Sim, "é possível que gentileza gere gentileza", mas o que a professora do artigo de Miriam e o colunista da passagem do livro de Heródoto e Sátiro fizeram vai muito além de tal possibilidade. Eles fizeram violência gerar gentileza. Por que agiram assim? Porque, por motivos que só eles podem explicar, conseguiram aceitar um ensinamento que, para a imensa maioria, é dificílimo aceitar. Qual é o ensinamento? A imprescindibilidade da troca do "Olho por olho, dente por dente" pelo "Oferecimento da outra face quando alguém nos bater em uma delas", recomendada pelo Cristo. Como conseguiram isso? Entendendo que oferecer a outra face deve ser interpretado como oferecer o oposto do que recebemos, ou seja, agirmos de forma oposta àquela como agiu quem nos maltratou. Afinal, dependendo do referencial adotado, as duas faces do rosto podem ser vistas como situadas em lados opostos em relação a uma linha vertical imaginária que estivesse na direção do nariz, não é mesmo?
Para quem preferir o ensinamento de outro mestre, segue uma afirmação atribuída a Buda: "Jamais, em todo o mundo, o ódio acabou com o ódio; o que acaba com o ódio é o amor." Ódio e amor, mais duas coisas opostas, não é mesmo?! Ou seja, mestres sempre se entendem, e uma coisa que eles fazem é propagar os mesmos ensinamentos, embora com diferentes palavras. Além dos dois citados, existem outros que por este planeta passaram em diferentes épocas e em diferentes lugares.
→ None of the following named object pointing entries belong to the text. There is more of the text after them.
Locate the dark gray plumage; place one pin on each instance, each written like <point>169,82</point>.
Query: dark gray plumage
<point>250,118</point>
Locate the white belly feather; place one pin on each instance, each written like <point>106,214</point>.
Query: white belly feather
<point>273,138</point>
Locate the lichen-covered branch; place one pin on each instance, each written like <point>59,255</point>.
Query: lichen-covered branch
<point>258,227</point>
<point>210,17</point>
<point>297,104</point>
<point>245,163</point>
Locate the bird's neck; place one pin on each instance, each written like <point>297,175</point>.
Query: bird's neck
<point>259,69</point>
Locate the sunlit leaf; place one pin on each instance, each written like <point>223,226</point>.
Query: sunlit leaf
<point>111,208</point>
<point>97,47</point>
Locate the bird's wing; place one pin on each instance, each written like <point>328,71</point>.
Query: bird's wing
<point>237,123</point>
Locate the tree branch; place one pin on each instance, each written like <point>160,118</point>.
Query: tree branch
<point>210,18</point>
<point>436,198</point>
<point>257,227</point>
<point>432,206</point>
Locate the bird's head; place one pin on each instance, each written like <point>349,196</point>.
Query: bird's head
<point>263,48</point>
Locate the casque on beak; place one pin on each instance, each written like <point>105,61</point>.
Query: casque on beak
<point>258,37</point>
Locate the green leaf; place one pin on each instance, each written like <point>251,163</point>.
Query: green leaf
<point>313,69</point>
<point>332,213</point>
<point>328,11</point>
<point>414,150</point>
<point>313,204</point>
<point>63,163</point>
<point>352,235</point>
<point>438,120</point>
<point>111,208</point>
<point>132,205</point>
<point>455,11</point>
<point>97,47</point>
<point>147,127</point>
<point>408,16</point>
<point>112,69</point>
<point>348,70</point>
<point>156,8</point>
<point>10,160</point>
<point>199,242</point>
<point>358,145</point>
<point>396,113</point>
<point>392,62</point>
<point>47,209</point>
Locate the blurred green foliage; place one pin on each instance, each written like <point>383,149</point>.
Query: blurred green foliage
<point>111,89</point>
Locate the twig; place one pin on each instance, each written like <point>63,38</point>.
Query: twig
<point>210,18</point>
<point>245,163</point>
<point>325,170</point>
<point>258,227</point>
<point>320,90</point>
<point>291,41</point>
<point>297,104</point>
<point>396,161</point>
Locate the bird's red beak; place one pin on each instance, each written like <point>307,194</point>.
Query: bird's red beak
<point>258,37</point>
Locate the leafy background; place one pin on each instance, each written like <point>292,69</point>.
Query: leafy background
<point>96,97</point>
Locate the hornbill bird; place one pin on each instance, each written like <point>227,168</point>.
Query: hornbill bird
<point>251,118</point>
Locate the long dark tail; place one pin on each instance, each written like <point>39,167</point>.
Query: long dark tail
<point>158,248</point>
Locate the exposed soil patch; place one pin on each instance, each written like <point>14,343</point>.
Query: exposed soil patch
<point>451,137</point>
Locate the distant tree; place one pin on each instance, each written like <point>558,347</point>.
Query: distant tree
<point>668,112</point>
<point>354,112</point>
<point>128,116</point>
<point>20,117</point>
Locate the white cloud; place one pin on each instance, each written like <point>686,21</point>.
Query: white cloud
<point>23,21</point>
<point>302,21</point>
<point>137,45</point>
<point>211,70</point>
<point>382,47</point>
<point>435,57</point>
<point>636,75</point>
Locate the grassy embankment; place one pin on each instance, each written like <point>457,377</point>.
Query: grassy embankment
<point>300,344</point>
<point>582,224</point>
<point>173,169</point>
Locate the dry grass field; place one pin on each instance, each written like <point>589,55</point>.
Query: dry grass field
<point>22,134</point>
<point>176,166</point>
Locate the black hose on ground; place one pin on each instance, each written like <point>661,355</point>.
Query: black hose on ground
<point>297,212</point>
O problema é a nossa insistência em não querer entender nenhum deles. Ô, raça teimosa!
Sim, "é possível que gentileza gere gentileza", mas há outra coisa que a gentileza pode gerar. Qual? Perplexidade. Há uma afirmação de Mark Twain da qual gosto demais e que creio caber muito bem nesta postagem. "Faça sempre o bem. Você agradará a alguns e deixará os outros perplexos", diz ele. Afirmação que, no meu entender, pode ser reescrita assim: "Seja sempre gentil. Você agradará a alguns e deixará os outros perplexos" Sim, "é possível que gentileza gere perplexidade"; e que perplexidade gere vontade de retribuir à gentileza.
Repetindo algo dito acima, o modo de agir da professora e do colunista sugere que, de alguma forma, eles tenham aprendido um ensinamento que, para a imensa maioria, é dificílimo aceitar. E ao falar em dificílimo de aceitar, me vem à mente a afirmação feita pelo protagonista do filme Patch Adams – O amor é contagioso, ao ouvir que o que pretendia fazer era algo muito difícil: "Tudo o que vale a pena fazer é difícil.".
Nossa! Onde é que fui buscar a lembrança de um filme intitulado O amor é contagioso? Para uma postagem intitulada A violência que cerca nossas vidas, chegar a um ponto onde é dito que "o amor é contagioso" creio que seja uma advertência para encerrá-la, evitando assim a ocorrência de um contágio de lembranças que faça com que ela jamais acabe. Até a próxima!